Home Depot (NYSE:HD) has jumped in early with its annual Spring Black Friday deals late last month, in a rush to beat competition by quickly cashing in on the growing spring season demand – the busiest selling season for home improvement retailers. The retailer, which is not so bullish on the housing recovery in 2012, plans to rely on further strengthening its seasonal sales, basic maintenance, repair and remodeling needs of its 130 million aging homes customer base over the next few quarters. The stock price has already gained 50% over the last six months on better-than-expected earnings and improved housing sentiment. It expects sales growth of approximately 4% in fiscal 2012 with moderate gross margin expansion and operating margin improvements by up to 50 basis points. Its largest competitor is Lowe’s (NYSE:LOW).

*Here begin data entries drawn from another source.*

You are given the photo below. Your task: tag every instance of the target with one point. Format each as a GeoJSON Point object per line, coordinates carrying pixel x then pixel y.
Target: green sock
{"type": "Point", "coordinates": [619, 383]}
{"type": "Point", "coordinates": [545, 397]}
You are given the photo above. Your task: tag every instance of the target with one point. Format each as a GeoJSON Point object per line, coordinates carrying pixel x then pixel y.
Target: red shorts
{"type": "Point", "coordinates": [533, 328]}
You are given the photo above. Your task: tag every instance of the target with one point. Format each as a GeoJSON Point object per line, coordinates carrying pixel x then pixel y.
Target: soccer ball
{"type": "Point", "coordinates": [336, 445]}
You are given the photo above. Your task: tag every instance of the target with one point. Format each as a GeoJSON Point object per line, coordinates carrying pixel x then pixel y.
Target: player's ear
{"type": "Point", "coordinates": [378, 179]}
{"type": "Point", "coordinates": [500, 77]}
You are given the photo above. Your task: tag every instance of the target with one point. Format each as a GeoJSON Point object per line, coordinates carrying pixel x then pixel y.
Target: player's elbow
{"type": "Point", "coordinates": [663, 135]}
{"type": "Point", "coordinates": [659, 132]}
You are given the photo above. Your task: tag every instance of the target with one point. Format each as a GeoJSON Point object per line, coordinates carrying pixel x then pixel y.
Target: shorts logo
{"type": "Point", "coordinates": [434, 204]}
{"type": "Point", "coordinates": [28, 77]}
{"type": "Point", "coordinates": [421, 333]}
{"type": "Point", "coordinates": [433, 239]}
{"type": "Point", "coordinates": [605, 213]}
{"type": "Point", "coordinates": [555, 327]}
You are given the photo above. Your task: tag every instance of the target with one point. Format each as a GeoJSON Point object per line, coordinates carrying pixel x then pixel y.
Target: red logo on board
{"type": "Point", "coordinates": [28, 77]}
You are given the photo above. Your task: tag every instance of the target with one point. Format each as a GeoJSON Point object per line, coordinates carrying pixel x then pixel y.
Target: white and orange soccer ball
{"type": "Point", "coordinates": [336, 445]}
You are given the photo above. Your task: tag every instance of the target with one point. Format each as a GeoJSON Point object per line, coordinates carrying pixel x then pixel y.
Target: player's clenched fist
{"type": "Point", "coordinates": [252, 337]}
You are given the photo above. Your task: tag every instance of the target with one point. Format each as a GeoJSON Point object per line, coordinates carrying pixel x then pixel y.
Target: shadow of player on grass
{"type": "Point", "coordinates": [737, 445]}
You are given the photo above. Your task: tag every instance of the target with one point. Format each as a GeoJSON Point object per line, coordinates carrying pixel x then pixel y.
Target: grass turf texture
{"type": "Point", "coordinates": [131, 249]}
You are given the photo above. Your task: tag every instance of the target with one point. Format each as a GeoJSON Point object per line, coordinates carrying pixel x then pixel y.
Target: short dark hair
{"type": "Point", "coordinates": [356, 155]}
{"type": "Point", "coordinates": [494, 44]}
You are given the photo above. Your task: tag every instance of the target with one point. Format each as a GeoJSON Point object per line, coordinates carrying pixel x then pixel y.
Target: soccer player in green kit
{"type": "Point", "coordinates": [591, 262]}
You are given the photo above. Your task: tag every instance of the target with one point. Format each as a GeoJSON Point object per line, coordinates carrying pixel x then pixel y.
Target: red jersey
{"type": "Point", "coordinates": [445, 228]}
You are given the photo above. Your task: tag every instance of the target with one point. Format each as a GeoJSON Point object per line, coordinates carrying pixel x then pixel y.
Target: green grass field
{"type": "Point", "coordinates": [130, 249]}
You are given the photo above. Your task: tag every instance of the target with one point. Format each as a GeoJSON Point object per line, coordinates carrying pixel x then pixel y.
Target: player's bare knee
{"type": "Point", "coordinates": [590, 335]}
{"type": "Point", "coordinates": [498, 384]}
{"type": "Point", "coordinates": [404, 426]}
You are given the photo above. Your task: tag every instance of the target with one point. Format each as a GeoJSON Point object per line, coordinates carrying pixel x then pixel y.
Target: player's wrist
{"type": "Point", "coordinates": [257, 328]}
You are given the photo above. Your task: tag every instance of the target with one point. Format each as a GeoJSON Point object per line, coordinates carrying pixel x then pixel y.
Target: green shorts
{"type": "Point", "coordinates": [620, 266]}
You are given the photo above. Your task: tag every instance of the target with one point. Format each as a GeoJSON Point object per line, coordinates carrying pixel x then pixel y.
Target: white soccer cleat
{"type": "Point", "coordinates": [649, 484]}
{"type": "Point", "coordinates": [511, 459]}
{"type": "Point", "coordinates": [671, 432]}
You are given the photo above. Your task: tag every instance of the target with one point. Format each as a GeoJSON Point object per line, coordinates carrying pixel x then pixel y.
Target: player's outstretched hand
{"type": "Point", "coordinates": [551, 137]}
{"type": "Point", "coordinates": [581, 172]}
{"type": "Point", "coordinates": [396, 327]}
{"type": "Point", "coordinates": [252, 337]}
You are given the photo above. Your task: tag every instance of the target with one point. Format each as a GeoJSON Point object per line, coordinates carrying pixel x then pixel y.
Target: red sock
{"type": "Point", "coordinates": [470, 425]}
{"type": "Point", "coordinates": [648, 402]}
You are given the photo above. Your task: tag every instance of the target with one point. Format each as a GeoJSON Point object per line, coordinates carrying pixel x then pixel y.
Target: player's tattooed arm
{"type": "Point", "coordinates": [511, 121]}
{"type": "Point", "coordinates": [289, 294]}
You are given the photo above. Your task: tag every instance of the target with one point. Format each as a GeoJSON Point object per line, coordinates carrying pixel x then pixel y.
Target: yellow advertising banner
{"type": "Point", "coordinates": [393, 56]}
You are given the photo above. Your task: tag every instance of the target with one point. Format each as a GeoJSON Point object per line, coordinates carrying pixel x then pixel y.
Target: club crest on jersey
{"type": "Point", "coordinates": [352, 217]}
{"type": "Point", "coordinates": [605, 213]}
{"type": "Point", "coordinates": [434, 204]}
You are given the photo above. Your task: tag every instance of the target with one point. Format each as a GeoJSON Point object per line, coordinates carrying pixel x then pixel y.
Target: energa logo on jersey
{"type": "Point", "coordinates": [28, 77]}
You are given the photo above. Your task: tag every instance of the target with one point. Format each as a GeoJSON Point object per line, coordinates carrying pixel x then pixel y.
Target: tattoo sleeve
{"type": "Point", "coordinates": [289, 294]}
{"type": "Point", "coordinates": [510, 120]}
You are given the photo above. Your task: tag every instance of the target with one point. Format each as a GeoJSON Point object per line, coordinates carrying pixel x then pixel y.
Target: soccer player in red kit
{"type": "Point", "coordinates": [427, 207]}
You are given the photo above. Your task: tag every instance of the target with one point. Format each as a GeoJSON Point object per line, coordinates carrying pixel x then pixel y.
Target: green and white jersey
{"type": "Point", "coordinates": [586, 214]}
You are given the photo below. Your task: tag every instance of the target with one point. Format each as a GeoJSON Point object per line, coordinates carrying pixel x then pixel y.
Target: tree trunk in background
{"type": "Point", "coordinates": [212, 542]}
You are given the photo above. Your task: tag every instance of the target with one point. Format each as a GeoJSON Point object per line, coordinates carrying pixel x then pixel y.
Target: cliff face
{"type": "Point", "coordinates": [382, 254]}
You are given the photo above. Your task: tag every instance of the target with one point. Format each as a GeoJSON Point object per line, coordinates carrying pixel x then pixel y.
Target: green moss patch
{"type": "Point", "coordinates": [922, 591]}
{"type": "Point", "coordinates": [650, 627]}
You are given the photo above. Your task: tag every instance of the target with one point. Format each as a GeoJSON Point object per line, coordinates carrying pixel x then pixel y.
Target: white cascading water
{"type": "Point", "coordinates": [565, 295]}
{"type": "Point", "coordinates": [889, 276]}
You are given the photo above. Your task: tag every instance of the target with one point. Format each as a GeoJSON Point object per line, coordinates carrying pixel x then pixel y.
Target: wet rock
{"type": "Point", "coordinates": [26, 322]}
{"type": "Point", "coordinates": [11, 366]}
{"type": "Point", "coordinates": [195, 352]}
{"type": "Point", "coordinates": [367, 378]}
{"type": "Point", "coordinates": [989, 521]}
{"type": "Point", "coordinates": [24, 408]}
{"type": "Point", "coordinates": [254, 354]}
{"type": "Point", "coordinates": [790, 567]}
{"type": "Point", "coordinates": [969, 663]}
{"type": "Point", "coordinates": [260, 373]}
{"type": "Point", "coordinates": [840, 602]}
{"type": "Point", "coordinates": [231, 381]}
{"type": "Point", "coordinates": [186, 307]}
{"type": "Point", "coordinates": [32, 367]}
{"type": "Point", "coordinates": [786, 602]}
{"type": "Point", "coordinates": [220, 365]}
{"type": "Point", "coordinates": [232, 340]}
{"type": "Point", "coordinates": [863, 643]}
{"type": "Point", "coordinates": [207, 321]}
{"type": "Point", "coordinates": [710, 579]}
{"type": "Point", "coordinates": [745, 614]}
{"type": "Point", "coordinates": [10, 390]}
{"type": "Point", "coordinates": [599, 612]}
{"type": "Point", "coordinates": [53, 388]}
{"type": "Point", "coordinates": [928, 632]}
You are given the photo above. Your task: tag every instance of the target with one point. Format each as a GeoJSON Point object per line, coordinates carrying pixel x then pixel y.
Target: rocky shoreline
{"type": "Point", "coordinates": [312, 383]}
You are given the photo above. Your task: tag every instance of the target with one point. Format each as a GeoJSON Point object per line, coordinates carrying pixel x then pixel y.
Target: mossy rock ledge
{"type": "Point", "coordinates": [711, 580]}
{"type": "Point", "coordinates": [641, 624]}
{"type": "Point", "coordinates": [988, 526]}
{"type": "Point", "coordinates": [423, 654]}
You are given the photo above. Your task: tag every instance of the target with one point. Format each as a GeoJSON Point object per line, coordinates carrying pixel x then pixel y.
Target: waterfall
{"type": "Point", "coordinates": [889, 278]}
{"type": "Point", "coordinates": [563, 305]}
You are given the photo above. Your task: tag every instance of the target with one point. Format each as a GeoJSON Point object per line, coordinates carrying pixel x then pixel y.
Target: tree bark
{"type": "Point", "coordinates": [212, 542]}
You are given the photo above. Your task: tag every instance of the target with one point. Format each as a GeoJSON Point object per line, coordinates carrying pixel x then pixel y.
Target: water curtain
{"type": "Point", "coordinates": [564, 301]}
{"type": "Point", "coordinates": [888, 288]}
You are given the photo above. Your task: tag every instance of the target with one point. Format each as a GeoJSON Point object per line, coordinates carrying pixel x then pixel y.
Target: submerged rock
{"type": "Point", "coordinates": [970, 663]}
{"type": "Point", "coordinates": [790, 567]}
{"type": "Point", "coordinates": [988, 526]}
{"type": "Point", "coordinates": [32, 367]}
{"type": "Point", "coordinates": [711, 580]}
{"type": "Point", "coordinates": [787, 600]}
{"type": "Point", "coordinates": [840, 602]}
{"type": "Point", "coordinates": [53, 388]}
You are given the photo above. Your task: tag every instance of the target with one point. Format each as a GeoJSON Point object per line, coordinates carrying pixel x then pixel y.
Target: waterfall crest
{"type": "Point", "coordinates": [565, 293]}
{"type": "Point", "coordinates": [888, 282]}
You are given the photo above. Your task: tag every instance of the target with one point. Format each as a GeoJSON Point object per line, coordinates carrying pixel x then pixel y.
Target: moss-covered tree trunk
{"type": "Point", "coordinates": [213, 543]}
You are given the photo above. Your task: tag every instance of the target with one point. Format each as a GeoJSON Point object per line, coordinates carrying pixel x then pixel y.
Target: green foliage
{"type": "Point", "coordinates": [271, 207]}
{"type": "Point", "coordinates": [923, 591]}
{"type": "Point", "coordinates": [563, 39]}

With a warmer winter and early spring, home improvement retailers are rushing to quickly capture the spring seasonal demand. Spring is one of the busiest selling seasons for home improvement retailers with strong demand for outdoor products, maintenance and repair, as homeowners take up home improvement projects that were put off during the winter. According to Global Hunter Securities, retail sales for lawn and garden home improvement companies increased 13% in January and 18% in February (y/y).
Prompted by an early spring this year, Home Depot rolled out its national-wide Spring Black Friday deals by the end of March. Usually, these deals arrive at different times in different markets. Lowe’s is preparing deals that should follow soon. Home Depot has built its inventory with lawn care products, outdoor power, fertilizers and gardening products, grills and patio furniture and has hired more than 70K temporary employees to have a head-start in tapping the surge in spring demand.
We have a Trefis price estimate of $49.36 for Home Depot’s stock, slightly below the current market price.